Pointing to the obstacles imposed by the Chinese authorities before journalists seeking to investigate such cases ahead of the games, a (London) Times reporter received the following response when asking a member of Yu’s band to confirm if he had been killed: “It is not suitable to answer this question. As you know, if I answer it I will be in trouble.”

“Long Term” Implications

As for Yu’s wife Xu Na, she remains in custody and is awaiting sentencing. In April, her family was informed that she had been charged with “using a heretical organization to undermine implementation of the law,” a vague provision of the penal code commonly used to sentence Falun Gong adherents to prison for up to 12 years.

With such long sentences hanging over the heads of those detained and dozens already sentenced to labor camps for several years, a layer of complexity is added to the question of the relationship between the Olympic Games and the recent escalated repression.

The long terms imposed on practitioners suggest that in the case of Falun Gong, the Party’s interest is not only in preventing any form of protest or dissent, however peaceful it might be, from being voiced by Chinese citizens during the games. Rather, it would seem that the leadership has also decided to use the games as an occasion for furthering an eradication policy it has been pursuing since 1999–all the while avoiding international condemnation by attributing the crackdown to the needs of “Olympic security.”

As has been the case in the campaign against Falun Gong more generally, those arrested stem from diverse segments of society. They include professionals such as lawyers, accountants, and teachers, as well as peasants and retired workers. Significantly for adherents and their families, a number of those arrested have been forced to leave small children or elderly parents at home with no one to care for them.

More broadly–like petitioners and civil rights activists being detained– Falun Gong adherents have emerged as a central element of a growing grassroots movement of Chinese people becoming aware of their rights, protesting the regime’s brutality, and asking for greater freedom.

“The government has locked itself into a fictional account that the Chinese population has no interest in human rights and no criticism against the preparation of the Olympic Games,” Nicholas Bequelin, a Hong Kong-based researcher for Human Rights Watch told the Washington Post recently. “Since that’s not the reality and thousands are involved in human rights activities, they have to silence quite a few people.”

As explored in more detail in “Righteous Resistance” later in this magazine, one of the methods adherents have been using to raise awareness is the distribution of leaflets and homemade VCDs about Falun Gong and the persecution of fellow practitioners. In recent years, however, they have added into the mix copies of publications that address rights abuses more broadly, such as the Nine Commentaries on the Communist Party.

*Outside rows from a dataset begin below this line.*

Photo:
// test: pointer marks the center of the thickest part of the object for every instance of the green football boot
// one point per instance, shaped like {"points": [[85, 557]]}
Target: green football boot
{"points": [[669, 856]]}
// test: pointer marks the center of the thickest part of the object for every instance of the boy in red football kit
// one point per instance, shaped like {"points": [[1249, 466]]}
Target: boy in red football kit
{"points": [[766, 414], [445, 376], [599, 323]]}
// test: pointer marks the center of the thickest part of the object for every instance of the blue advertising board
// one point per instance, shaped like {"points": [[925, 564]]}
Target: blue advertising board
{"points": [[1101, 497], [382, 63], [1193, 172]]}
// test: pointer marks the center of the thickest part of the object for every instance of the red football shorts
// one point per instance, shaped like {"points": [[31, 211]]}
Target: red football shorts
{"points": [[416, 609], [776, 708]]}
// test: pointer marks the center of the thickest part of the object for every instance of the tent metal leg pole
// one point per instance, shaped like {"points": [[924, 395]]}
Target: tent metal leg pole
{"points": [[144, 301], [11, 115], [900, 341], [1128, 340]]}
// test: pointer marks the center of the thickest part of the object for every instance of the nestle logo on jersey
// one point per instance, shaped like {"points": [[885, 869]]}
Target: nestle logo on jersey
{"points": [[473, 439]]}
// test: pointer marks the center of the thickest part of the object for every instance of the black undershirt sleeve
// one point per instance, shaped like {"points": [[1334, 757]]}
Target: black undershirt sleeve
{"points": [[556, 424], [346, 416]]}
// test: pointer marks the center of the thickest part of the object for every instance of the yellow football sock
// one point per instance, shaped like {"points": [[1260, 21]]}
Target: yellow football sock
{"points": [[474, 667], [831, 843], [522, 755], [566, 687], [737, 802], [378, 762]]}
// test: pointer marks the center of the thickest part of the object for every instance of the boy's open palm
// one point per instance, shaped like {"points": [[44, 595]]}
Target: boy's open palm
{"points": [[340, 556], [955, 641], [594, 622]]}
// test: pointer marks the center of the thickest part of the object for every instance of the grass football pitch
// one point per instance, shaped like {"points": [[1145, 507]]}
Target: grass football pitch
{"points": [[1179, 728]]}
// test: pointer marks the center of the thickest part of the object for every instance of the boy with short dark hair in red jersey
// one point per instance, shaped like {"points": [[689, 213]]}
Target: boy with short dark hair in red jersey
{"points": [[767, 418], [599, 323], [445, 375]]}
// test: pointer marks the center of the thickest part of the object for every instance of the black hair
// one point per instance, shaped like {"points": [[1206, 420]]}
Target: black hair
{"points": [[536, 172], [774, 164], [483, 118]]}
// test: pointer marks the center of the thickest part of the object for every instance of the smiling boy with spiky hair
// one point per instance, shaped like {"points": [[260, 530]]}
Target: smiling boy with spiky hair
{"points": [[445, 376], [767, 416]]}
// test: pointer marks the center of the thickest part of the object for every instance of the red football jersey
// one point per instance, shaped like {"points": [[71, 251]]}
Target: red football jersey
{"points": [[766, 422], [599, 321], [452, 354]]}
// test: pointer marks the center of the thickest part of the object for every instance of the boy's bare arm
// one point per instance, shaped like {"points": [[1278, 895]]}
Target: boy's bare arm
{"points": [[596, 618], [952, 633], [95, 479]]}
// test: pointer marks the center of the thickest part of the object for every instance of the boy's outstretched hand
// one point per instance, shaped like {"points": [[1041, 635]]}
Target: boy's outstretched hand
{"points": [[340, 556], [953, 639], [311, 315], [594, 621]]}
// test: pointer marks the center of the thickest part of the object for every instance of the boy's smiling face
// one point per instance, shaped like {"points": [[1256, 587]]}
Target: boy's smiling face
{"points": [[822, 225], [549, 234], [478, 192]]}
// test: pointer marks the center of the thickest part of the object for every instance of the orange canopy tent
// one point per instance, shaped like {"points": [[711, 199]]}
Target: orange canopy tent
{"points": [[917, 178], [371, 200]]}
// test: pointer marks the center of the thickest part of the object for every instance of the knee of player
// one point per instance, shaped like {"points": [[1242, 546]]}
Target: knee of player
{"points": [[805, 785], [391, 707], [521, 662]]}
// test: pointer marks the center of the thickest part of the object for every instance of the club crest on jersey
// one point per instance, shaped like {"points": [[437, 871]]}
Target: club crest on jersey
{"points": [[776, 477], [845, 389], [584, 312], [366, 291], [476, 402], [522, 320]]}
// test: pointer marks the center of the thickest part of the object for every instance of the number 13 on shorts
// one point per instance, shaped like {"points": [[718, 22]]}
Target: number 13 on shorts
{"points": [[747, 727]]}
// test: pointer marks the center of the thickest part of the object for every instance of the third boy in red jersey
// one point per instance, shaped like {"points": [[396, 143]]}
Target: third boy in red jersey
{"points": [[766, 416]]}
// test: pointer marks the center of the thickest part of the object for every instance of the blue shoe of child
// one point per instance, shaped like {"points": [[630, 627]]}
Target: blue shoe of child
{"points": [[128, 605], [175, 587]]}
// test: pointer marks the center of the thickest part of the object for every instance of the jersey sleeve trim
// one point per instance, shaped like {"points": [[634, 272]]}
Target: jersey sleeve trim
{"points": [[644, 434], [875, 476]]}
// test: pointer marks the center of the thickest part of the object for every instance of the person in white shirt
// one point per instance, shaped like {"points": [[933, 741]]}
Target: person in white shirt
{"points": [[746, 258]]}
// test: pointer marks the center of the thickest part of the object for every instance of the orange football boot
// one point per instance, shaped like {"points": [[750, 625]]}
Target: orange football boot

The arrest of thousands of people involved in such awareness raising activities is therefore a serious setback, not only for the Falun Gong community, but also for the Chinese people as a whole and for the country’s potential for moving towards a freer society.

But this pre-Olympic purge of Falun Gong does not only bear long term implications for the Chinese. It also leaves cause for reflection to the international community that chose to award the games to a regime like the Communist Party’s.

Given that the Party has used the Olympics as an excuse to further a persecutory campaign against thousands of its own people, should we perhaps be asking ourselves – what dangers might we be imposing on Chinese citizens by awarding an international event to this regime again in the future?